Every aspect of my teaching and mentoring practice is informed by the conviction that the classroom is one of the most important places I can make an impact as a critical-cultural and media studies scholar. This conviction is connected to my research agenda, which takes seriously forms of culture and creative practices that are often dismissed as benign, inconsequential, or merely commercial to understand their centrality to broader struggles over power. 

In my role as a teacher, I facilitate critical thinking about often taken-for-granted media and technologies, preparing students to be more informed and engaged citizens, community members, and consumers and producers.

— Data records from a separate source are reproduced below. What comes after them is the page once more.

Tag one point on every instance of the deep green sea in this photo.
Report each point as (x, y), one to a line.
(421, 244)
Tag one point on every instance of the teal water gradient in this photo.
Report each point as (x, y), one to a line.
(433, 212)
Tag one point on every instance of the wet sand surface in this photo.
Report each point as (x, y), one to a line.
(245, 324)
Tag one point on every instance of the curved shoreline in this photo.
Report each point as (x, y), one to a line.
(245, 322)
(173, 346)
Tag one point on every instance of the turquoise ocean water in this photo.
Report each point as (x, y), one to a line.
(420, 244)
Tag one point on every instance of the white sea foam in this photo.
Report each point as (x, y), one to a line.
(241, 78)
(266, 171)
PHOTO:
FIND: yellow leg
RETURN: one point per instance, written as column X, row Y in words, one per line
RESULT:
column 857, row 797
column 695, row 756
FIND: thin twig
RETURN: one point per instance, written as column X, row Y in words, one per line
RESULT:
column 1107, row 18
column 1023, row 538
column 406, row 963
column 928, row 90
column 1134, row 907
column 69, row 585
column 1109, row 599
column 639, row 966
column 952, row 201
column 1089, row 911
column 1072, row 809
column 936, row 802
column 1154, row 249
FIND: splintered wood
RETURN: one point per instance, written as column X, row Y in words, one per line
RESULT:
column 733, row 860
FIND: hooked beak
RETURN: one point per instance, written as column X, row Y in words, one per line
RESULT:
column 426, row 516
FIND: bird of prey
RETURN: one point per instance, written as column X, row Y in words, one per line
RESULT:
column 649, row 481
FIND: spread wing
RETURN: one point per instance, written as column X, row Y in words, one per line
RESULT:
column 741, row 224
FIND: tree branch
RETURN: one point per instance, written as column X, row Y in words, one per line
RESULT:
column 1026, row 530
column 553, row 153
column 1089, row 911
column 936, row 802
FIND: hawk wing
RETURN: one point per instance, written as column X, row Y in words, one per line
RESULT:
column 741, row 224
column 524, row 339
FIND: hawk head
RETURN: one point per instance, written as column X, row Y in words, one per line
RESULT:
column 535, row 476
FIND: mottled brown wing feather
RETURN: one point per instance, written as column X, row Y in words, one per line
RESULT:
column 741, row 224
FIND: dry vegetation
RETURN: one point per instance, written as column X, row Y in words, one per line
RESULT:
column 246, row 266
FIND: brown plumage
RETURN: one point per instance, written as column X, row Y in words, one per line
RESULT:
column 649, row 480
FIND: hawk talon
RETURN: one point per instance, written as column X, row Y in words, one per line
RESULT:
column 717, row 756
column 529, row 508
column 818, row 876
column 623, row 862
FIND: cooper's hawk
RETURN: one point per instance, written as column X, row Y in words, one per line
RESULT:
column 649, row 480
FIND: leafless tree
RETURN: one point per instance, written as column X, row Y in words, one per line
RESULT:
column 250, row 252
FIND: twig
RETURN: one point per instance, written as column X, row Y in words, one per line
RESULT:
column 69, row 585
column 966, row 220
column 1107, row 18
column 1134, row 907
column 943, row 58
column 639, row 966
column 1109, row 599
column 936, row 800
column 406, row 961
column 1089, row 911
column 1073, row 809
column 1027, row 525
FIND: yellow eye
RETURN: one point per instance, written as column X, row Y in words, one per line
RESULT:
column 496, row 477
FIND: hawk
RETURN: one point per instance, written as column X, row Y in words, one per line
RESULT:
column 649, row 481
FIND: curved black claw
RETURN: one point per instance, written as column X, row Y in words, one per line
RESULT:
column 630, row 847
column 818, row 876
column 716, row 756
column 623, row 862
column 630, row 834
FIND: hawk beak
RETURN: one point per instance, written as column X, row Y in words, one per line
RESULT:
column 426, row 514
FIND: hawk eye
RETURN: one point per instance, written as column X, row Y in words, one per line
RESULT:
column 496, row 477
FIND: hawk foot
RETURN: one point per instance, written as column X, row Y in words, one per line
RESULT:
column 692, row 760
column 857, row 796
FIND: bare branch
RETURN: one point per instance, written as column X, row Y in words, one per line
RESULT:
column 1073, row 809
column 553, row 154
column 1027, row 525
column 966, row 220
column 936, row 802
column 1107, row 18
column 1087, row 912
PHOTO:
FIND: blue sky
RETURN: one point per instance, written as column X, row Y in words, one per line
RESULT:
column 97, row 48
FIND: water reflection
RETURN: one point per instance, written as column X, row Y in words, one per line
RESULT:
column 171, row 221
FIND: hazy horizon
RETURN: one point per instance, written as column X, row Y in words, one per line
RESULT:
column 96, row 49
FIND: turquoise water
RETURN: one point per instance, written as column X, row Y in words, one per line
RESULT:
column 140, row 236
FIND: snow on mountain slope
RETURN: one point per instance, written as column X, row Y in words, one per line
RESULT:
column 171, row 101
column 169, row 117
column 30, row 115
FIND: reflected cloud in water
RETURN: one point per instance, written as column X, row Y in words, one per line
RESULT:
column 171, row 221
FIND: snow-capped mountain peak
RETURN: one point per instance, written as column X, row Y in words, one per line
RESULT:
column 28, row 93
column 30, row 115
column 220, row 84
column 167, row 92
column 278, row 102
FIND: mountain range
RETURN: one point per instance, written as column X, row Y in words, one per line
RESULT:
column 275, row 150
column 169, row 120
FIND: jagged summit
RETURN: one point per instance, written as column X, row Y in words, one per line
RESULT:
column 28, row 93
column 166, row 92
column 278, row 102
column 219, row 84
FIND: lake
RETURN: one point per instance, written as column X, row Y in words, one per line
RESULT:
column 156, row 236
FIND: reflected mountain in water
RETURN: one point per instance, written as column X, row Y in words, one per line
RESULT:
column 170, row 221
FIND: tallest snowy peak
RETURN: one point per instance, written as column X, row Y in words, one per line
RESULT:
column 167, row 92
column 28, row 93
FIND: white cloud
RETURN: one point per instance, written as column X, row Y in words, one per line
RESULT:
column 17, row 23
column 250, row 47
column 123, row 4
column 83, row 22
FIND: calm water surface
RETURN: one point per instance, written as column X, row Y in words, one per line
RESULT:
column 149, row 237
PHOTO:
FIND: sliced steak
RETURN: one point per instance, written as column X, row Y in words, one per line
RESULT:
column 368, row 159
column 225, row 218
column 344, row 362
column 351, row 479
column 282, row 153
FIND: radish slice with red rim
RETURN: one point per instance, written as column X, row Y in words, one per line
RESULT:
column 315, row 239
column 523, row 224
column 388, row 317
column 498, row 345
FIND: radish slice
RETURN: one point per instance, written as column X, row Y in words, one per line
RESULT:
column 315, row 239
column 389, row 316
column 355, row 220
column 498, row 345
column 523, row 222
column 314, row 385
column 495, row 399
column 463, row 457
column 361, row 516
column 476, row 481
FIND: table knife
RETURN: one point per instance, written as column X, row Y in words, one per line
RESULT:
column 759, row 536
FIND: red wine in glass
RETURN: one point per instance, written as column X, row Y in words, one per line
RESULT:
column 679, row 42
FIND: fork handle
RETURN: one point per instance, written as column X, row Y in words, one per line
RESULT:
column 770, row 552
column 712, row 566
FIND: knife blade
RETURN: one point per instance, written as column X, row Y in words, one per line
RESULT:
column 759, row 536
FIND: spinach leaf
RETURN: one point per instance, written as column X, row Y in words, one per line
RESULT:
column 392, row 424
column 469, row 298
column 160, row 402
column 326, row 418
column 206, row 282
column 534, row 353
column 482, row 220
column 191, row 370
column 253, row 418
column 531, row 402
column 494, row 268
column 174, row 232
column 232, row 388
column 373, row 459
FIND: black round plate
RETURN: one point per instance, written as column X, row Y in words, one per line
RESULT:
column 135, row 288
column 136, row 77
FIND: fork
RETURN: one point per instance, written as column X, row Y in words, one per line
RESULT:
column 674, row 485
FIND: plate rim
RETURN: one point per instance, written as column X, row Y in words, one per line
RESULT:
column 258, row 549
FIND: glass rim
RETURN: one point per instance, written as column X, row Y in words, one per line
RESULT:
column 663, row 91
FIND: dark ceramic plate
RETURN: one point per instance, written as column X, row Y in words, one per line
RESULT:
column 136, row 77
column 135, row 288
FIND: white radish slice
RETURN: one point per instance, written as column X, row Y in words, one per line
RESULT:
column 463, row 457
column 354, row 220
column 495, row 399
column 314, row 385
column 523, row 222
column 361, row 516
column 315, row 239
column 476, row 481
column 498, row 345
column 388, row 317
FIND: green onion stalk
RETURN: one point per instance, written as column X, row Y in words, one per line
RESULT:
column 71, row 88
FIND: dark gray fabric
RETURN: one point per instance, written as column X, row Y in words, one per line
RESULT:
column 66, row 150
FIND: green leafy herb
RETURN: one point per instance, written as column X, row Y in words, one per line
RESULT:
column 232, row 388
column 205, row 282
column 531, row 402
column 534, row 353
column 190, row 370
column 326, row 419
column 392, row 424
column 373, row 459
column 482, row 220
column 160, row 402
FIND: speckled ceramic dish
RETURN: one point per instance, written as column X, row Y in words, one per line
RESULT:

I foster horizontal learning environments where my students are co-creators of knowledge and feel empowered to take ownership of their learning process; provide them with tools and theories that give them new ways to describe, analyze, and critique their everyday realities and encounters with media and technology to deconstruct power in its many forms; and encourage them to apply these perspectives to their own lives even after their time in my classroom ends. 

My pedagogical approach necessarily includes not only teaching students about how power operates in the world around them, but also finding ways to mitigate its uneven impacts in my own classroom environment. This pedagogical approach requires finding ways to support students who are structurally disadvantaged within the university, particularly first-generation students and students from marginalized backgrounds. 

Courses

Social Media

MEDI 255

An overview of the relationship between society and emerging communication technologies known as “social media,” including Instagram, YouTube, TikTok, and more.

Media Law & Ethics

MEDI 240

A practical introduction to the legal restraints placed upon media communicators and the ethical concerns raised by various forms of media communication.

AI Literacy

MEDI 275

Critically examines the meteoric rise of AI and its intended and unintended consequences. Focuses on the stories we tell ourselves about technology (and who these stories ultimately benefit).